Porém, o Carlos jamais diria “não” aos pais pelo facto de querer ser pastor quando fosse maior de idade. Quanto mais criticavam o Carlos por ele querer ser pastor, mais o Carlos ganhava forças para sê-lo. Carlos era confiante e destemido por natureza e nenhuma barreira o impedia de realizar o seu sonho. Nesta altura, o Carlos tinha dez anos de idade e nunca tinha frequentado a escola; não sabia ler nem escrever, mas isso não o entristecia porque o pequeno Carlos era feliz sem a escola, sem a televisão, sem o computador, sem a aparelhagem de Hi-Fi, mesmo sem os brinquedos do “Super Man” ou do “Action Man”; enfim, Carlos era feliz sem o dinheiro. O seu único “brinquedo”, se é que se pode considerar um canino como um brinquedo, era o seu cão, o qual era o seu maior amigo. Devo referir que o Carlos não tinha amigo, porque nenhuma criança da aldeia gostava dele por ele querer ser pastor. Carlos abraçava o cão, fazia-lhe festas, brincava com ele até se cansar da brincadeira, e dava-lhe de comer todos os dias. O amor do Carlos para com o cão era mútuo; notava-se no comportamento de ambos.
À medida que o Carlos crescia, crescia também o sonho de ser pastor, e o que ele queria mesmo era guardar um enorme rebanho de ovelhas para as poder contar todos os dias. Mas o Carlos não sabia contar e ninguém o queria ensinar, inclusive os pais. Certo dia, Carlos soltou uma pequena lágrima desde o olho até à boca e desapareceu para bem longe mais o seu maior amigo até que, a dado instante, o menino que sonhava ser pastor encontrou o tal rebanho de ovelhas de que eu falei há pouco a pastar numa monumental planície. Aí, Carlos trepou imediatamente para o cimo duma árvore para apreciar a beleza do rebanho na sua plenitude. Tentou contá-las pelos dedos, mas em vão. As ovelhas eram tantas que Carlos não tinha dedos suficientes para as contar. Ao fim de umas horas, Carlos resolveu descer da árvore para ir até junto das ovelhas para as poder tocar, abraçar e fazer-lhe festas. Quando Carlos se estava a aproximar do imenso rebanho de ovelhas, o seu pequeno cão começou a ladrar intensamente às ovelhas, não porque quisesse, mas porque o seu instinto o permitia, como se estivesse com vontade de correr atrás de alguma para lhe fazer mal.

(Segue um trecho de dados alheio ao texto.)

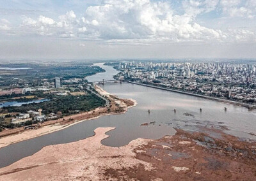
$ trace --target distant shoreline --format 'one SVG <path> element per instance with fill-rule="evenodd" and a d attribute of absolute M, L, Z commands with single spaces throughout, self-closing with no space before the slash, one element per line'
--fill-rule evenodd
<path fill-rule="evenodd" d="M 164 87 L 158 87 L 158 86 L 156 86 L 156 85 L 148 85 L 148 84 L 145 84 L 145 83 L 133 82 L 131 82 L 131 81 L 129 81 L 127 82 L 131 83 L 134 83 L 136 85 L 142 85 L 142 86 L 148 87 L 151 87 L 151 88 L 155 88 L 155 89 L 158 89 L 167 90 L 167 91 L 171 91 L 171 92 L 176 92 L 176 93 L 180 93 L 180 94 L 189 95 L 189 96 L 196 96 L 196 97 L 204 98 L 204 99 L 215 101 L 218 101 L 218 102 L 221 102 L 221 103 L 224 103 L 234 105 L 237 105 L 237 106 L 239 106 L 246 107 L 248 109 L 255 109 L 256 108 L 255 106 L 251 105 L 249 105 L 247 103 L 240 103 L 240 102 L 230 101 L 230 100 L 226 100 L 226 99 L 221 99 L 221 98 L 213 98 L 213 97 L 210 97 L 210 96 L 207 96 L 199 95 L 199 94 L 194 94 L 194 93 L 191 93 L 191 92 L 184 92 L 184 91 L 181 91 L 181 90 L 175 90 L 175 89 L 168 89 L 168 88 L 164 88 Z"/>
<path fill-rule="evenodd" d="M 52 123 L 50 122 L 51 121 L 45 122 L 45 123 L 47 124 L 44 126 L 42 125 L 42 127 L 37 129 L 25 130 L 24 127 L 16 128 L 17 132 L 11 133 L 10 134 L 6 135 L 1 135 L 0 134 L 0 149 L 1 148 L 9 146 L 13 143 L 16 143 L 55 131 L 60 131 L 83 121 L 97 119 L 102 116 L 105 115 L 123 114 L 126 113 L 129 108 L 137 105 L 137 101 L 136 100 L 132 99 L 120 99 L 108 93 L 99 86 L 96 87 L 96 90 L 101 96 L 105 96 L 108 97 L 108 98 L 109 99 L 109 101 L 112 103 L 112 105 L 116 104 L 116 101 L 120 101 L 120 105 L 116 107 L 118 108 L 122 109 L 122 111 L 119 112 L 113 110 L 110 112 L 108 112 L 106 108 L 99 107 L 88 112 L 83 112 L 64 117 L 66 119 L 68 118 L 73 118 L 74 119 L 73 121 L 65 122 L 62 121 L 62 119 L 60 119 L 57 120 L 52 120 Z M 130 102 L 130 104 L 127 104 L 127 102 Z M 112 108 L 113 107 L 113 106 Z M 1 133 L 3 134 L 6 131 L 3 131 Z"/>

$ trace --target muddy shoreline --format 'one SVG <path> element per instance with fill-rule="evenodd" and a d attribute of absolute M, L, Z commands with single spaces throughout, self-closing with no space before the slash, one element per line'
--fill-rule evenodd
<path fill-rule="evenodd" d="M 240 141 L 223 130 L 177 129 L 175 135 L 158 140 L 138 138 L 120 147 L 102 145 L 113 129 L 99 127 L 86 139 L 47 146 L 0 169 L 0 180 L 256 179 L 256 142 Z"/>
<path fill-rule="evenodd" d="M 101 96 L 106 96 L 109 99 L 111 105 L 109 110 L 106 107 L 97 108 L 88 112 L 67 116 L 64 117 L 64 120 L 61 118 L 47 121 L 39 125 L 33 125 L 36 126 L 36 129 L 24 129 L 24 127 L 20 127 L 5 130 L 0 133 L 0 148 L 12 143 L 60 131 L 83 121 L 96 119 L 104 115 L 124 113 L 128 108 L 137 105 L 137 102 L 134 99 L 120 99 L 106 92 L 99 86 L 96 86 L 95 89 Z"/>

O desassossego do cão provocou o caos no ordenado rebanho de ovelhas, e as ovelhas começaram a correr desenfreadamente para junto duma porteira. Já se avistava ao longe o dono do rebanho e o pai do Carlos com um pau e quando chegaram perto do pequeno Carlos, o mesmo assustou-se, vendo a face prepotente do pai, e, pela primeira vez na sua vida, sentiu medo, pensando que o seu pai lhe iria bater com o pau. Quando o seu pai se dirigiu para ele, o mesmo virou-se de costas e baixou as calças, dizendo, em tom de conformidade com o caso, o seguinte: “Bate-me à vontade, porque eu sei que mereço!”. O pai responde: “Vira-te, e pega no pau, ele pertence-te e, a partir deste momento, és o novo pastor deste senhor, porque ele assim o entende!”. Carlos levantou a cabeça e disse apenas estas duas palavras: “Obrigado, pai!”. O seu pai retorquir: “Eu estava errado acerca de ti. Eu respeito a tua opção de vida porque sei que é aquilo que tu gostas de fazer. Se tu és feliz assim, o dinheiro não te servirá de nada, não é?!”.
Carlos ainda vive; tem dois filhos e uma casa pequena. Não tem carro nem essas materialidades todas, mas pretende sempre transmitir aos seus filhos a mensagem deixada pelo seu pai.